“I’ve just learned over the years,” Beck said, “there’s certain things that I can do, and my brain relaxes.”
His is not, naturally, a relaxed brain. “I think Beck is a very A-type personality,” said Kyle Shanahan, his offensive coordinator. So as he approaches his next start Sunday against Buffalo in Toronto — with the endorsement of Coach Mike Shanahan that last week’s loss at Carolina was merely “the first of many games for him” — Beck continues the internal battle that began as early as his Pop Warner days, when he would sit in church and wonder about the score in the 49ers game. It continued when he delayed his college career to serve a Mormon mission, when he kept up with his passion only through newspaper clippings sent by his father. And it continues now, as a husband and a father: How can he balance the all-consuming nature of his job, yet not be completely consumed by it?
“I love football, but football’s not my life,” Beck said. “Football’s who I am, but it’s not who I am. You know what I’m saying?”
The start of an obsession
At times, he has to convince himself. The latest in a string of Redskins quarterbacks that ranges from first-rounders to drifters, Beck is described — by teammates and coaches past and present — as uber-prepared, remarkably diligent, “a football junkie,” according to Brandon Doman, his quarterbacks coach at Brigham Young University. He is so earnest that when Bernie Busken, his coach during a record-setting career as quarterback at Mountain View High School in Mesa, Ariz., pointed out that Beck was over-rotating his upper body as he dropped back to throw, Beck drew a line in his driveway as part of a drill to fix it. That was on a Saturday.

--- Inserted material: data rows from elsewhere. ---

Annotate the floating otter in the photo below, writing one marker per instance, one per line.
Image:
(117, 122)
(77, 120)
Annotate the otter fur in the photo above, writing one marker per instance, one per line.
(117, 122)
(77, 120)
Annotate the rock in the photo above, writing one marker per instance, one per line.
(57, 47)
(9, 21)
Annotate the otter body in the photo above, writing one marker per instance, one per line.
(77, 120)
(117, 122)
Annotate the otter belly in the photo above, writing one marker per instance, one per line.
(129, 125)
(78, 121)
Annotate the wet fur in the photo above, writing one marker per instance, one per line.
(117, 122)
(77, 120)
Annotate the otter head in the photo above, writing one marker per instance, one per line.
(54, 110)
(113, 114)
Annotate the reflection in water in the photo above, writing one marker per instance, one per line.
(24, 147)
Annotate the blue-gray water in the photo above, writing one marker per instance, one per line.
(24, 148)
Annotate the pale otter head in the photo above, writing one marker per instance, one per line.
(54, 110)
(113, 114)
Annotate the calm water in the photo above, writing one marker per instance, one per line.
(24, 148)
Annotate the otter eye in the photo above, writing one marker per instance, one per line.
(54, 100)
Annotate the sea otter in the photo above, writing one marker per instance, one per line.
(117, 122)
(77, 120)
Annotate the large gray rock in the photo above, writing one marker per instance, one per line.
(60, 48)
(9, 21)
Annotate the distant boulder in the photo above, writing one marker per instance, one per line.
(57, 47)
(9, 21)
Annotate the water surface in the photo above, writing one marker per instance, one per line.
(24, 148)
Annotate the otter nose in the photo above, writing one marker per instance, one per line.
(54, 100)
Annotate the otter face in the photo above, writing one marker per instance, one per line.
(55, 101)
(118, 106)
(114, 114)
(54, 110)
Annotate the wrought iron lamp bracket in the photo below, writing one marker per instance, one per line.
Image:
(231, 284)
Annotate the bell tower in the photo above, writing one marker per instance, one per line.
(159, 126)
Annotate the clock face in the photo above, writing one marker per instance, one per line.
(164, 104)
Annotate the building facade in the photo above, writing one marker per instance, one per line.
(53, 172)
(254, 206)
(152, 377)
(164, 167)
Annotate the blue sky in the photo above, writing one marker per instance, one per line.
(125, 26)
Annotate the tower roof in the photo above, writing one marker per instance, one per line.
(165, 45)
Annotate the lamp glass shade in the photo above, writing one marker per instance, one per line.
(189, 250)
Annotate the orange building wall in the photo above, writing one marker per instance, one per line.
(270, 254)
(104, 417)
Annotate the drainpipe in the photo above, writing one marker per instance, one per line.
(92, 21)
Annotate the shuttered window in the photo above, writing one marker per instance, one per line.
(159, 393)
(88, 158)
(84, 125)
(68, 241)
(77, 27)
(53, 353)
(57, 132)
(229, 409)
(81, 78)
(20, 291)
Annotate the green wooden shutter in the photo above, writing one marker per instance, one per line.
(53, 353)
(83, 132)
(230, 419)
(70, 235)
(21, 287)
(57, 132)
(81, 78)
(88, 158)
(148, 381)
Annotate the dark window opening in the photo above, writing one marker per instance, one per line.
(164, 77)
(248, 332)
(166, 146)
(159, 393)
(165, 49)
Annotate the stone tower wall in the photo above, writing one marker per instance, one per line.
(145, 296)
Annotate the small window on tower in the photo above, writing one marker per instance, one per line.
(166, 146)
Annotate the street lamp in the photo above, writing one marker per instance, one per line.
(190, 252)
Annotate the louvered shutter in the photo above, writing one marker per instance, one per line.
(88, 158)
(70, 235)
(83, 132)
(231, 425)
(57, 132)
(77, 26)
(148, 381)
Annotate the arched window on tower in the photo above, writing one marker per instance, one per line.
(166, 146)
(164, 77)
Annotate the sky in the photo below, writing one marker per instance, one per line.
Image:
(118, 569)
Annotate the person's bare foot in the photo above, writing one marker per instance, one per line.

“By Monday, he was perfect,” Busken said. “He never did it wrong again.”
When Beck was 8, he played his first season of tackle football on a team known as the “Sin Nombres” — Spanish for “No-Names,” made up almost exclusively of kids from the down-and-out sections of Mesa. They had position coaches. They ran a two-minute offense. Though official practices were Tuesdays and Thursdays, the skill guys would get together Wednesdays in the backyard of Beck’s grandmother.